Ash wanted to touch every inch of her, but so much of her body was covered up, and at every point his hands settled—her neck, her collarbone, the stolen spot of warmth at her hip beneath her sweater—he had to resist squeezing too tightly. But when his fingertips grazed up over her stomach, her ribs, and finally met the satin band of her bra, the control he’d managed so far nearly broke.
He groaned, pulling his mouth from hers only to smother his face into her shoulder. He bit playfully at the material there, chuckling at how crazy he felt, how badly he wanted to sink his teeth into her. “Hazel…”
He didn’t even know what he was trying to tell her. He wanted to savor and devour at the same time. Through his intoxication with her, the sensory overload, her smell—so fucking sweet and minty and something he couldn’t name—he felt a vague imperative to not push any harder than she did. Whatever line she set, he would not cross. But damn, he would walk right up to it.

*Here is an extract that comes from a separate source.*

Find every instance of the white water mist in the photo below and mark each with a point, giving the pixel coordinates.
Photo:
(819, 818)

Her fingers slipped through his hair and gently scratched his scalp before tugging at the roots.
“Tell me if you—”
“I don’t want to stop,” she said.
While he nuzzled the neckline of her sweater down with his chin, kissing the swell of skin just above her bra, his hands reverently spanned her rib cage, then cupped her breasts, thumbs finding her nipples through the thin material. He brushed one and peered up to watch her eyes close, her teeth bite into her lower lip. He brushed it again, this time with more pressure, and she shivered.

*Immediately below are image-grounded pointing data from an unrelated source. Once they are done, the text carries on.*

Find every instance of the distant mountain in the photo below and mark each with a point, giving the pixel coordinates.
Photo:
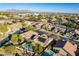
(18, 11)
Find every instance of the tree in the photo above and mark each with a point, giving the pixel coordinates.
(38, 48)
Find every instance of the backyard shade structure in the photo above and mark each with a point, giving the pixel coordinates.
(28, 34)
(48, 53)
(65, 48)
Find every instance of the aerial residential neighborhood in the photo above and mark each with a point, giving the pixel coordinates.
(28, 33)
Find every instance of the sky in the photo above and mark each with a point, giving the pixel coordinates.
(43, 7)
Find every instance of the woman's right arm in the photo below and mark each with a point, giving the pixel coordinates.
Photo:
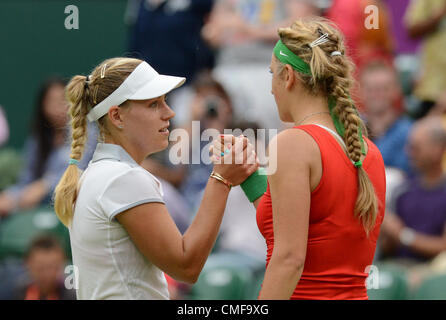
(183, 256)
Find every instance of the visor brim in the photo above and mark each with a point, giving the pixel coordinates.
(158, 87)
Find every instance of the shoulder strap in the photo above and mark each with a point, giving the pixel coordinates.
(335, 134)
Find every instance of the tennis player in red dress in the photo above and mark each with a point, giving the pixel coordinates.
(325, 197)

“Is it too cold?” he whispered, hoarse.
“No.” Her fingers were still frigid where they settled at the nape of his neck, her nose and cheeks pink. A mass of clouds crowded out the weak midday light, casting them in shade.
Ash reluctantly slipped his hands from her sweater.
“Why are you stopping?” she demanded, borderline whiny.
He pecked the tip of her nose, grinning at her immediate scowl. Then, he tugged her to the front of the barn.